La crítica hacia este tipo de prácticas está presente, con mayor hincapié en la escena final del guion del propio Rodríguez y de Rafael Cobos. Se trata de protagonistas reprobables, cuyas actitudes no se celebran o ensalzan. No obstante, el poso que queda, si se rasca un poco, es que sus métodos constituían la única forma de acabar con tales niveles de tráfico de heroína y cocaína. Sin dibujarlos como héroes, sí se nos deja ver que arriesgaron sus existencias y las de sus familias por esa causa que no habían elegido y que no se lucraron en el proceso ni utilizaron sus malas artes para un provecho propio. Por lo tanto, aunque los autores demuestren su desprecio hacia estos comportamientos, están más de parte de sus personajes que en contra.

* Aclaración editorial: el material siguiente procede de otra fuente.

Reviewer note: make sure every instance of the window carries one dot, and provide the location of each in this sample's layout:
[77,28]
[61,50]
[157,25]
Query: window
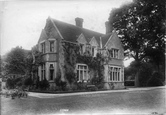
[93,51]
[51,71]
[51,46]
[114,53]
[43,72]
[81,49]
[82,72]
[114,73]
[43,47]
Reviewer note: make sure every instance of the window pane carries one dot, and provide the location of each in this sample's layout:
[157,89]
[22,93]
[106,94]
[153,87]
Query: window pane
[51,74]
[81,75]
[77,75]
[51,46]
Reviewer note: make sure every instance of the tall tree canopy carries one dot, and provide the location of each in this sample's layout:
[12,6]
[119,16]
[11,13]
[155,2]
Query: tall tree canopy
[141,25]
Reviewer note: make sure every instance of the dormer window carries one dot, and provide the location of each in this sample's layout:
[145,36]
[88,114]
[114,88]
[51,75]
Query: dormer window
[81,49]
[93,51]
[43,48]
[114,53]
[51,71]
[51,46]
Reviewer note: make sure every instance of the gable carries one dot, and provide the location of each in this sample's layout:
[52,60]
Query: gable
[81,39]
[71,32]
[43,36]
[93,42]
[115,43]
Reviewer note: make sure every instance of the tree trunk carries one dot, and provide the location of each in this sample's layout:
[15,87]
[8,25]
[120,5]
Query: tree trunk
[137,79]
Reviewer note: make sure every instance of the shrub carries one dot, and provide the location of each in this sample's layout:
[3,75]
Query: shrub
[81,86]
[145,74]
[44,84]
[156,80]
[129,83]
[70,76]
[28,81]
[59,83]
[98,82]
[10,83]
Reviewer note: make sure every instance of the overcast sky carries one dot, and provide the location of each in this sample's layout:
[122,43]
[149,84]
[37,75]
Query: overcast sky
[22,21]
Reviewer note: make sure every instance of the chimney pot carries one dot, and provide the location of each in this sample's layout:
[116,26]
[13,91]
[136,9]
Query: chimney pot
[108,27]
[79,22]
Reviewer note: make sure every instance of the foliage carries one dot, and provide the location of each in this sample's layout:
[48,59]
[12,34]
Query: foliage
[72,56]
[18,81]
[70,76]
[129,83]
[10,83]
[44,84]
[59,83]
[28,81]
[145,73]
[140,25]
[157,79]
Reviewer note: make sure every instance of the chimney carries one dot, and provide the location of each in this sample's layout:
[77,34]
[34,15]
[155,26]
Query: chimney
[79,22]
[108,27]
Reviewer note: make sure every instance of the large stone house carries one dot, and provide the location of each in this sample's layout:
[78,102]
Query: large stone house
[55,33]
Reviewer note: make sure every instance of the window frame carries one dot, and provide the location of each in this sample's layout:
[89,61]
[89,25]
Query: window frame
[50,69]
[115,74]
[115,53]
[51,42]
[43,71]
[83,70]
[43,47]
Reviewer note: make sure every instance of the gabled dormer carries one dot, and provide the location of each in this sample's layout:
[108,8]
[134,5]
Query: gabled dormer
[94,46]
[81,40]
[114,46]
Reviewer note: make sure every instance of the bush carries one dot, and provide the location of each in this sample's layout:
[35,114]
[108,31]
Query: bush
[28,81]
[129,83]
[44,84]
[145,74]
[156,80]
[59,83]
[10,83]
[98,82]
[70,76]
[81,85]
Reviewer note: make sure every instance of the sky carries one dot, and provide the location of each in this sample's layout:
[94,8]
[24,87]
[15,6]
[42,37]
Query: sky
[21,21]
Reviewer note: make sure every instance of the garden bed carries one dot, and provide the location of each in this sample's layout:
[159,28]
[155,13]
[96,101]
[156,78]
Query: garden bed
[62,92]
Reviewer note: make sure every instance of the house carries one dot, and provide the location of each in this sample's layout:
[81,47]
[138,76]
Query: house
[56,33]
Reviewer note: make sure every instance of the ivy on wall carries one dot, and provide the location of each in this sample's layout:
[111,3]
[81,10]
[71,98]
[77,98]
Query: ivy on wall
[73,56]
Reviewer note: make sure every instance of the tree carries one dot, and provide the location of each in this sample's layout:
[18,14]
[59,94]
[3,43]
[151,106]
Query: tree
[140,25]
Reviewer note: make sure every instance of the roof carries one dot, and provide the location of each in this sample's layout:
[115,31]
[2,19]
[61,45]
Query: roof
[105,38]
[71,32]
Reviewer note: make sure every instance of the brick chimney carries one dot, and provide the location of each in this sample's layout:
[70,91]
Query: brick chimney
[79,22]
[108,27]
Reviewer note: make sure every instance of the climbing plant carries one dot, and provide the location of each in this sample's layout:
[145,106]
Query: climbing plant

En estos momentos en los que el cine español no puede sostenerse como antes en el apoyo de las subvenciones, debería subsistir por sí mismo, gracias a méritos propios que supusieran cierto éxito de taquilla. Cuando una película, como es el caso de ‘Grupo 7’, tiene lo necesario para ofrecerle al público lo que quiere ver, sería de justicia que consiguiese una recaudación digna, no por pena ni por patriotismo, sino porque de verdad merece ser vista, ya que la mayor parte de sus aspectos es satisfactoria: tiene ritmo, cuenta una historia que interesa, engancha y nos enseña una cara oculta de la realidad, a la vez que supone un acertado retrato costumbrista.